Contents
Explanations
GFlops
Flops is the shortcut for Floating Point Operations per Second. Most numeric calculations handle floating point numbers like 1.34 or 0.7e-5. To compare performance of different systems we count the operations (only * and +/-) and measure the time required which gives us a Flops rate. GFlops are just 1.000.000.000 operations per second.
Intel Compiler
The compiler suite from Intel is a commercial product which requires licencing. We buy and offer several of this licenses to our costumers. To access the compiler and additional products select the corresponding module and use ifort (FORTRAN), icc (C) or icpc (C++) for compilation.

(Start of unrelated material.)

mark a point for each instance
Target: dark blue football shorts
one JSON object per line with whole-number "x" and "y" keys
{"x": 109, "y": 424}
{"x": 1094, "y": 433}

Calculating Peak Performance
Here a simple calculation for our systems. The best operation is a so called fused multiply add (FMA) operation which delivers 2 Flops every cycle (+/- and *). Without vectorization a core has 1 FMA unit and a core running at 2 GHz (= 1./cycle time) therefore has a peak performance of 4 GFlops. AVX provides additional FMA units (see introduction). If we look at double precision AVX and AVX2 will result in 16 GFlops peak and AVX512 in 32 GFlops. The Skylake generation of Intels CPUs may have up to 2 of these AVX512 units resluting in a peak performance of 64 GFlops.
This is not quite true as AVX instruction typically run at a lower cycle time than normal instructions.
Pragmas
The #pragma directive is the method specified by the C standard for providing additional information to the compiler, beyond what is conveyed in the language itself. Unfortunately there is no common definition for pragmas for all compilers making their usage problematic for portability. The IVDEP pragma is to my knowledge general available. It tells the compiler that the subsequent loops carries no data dependencies.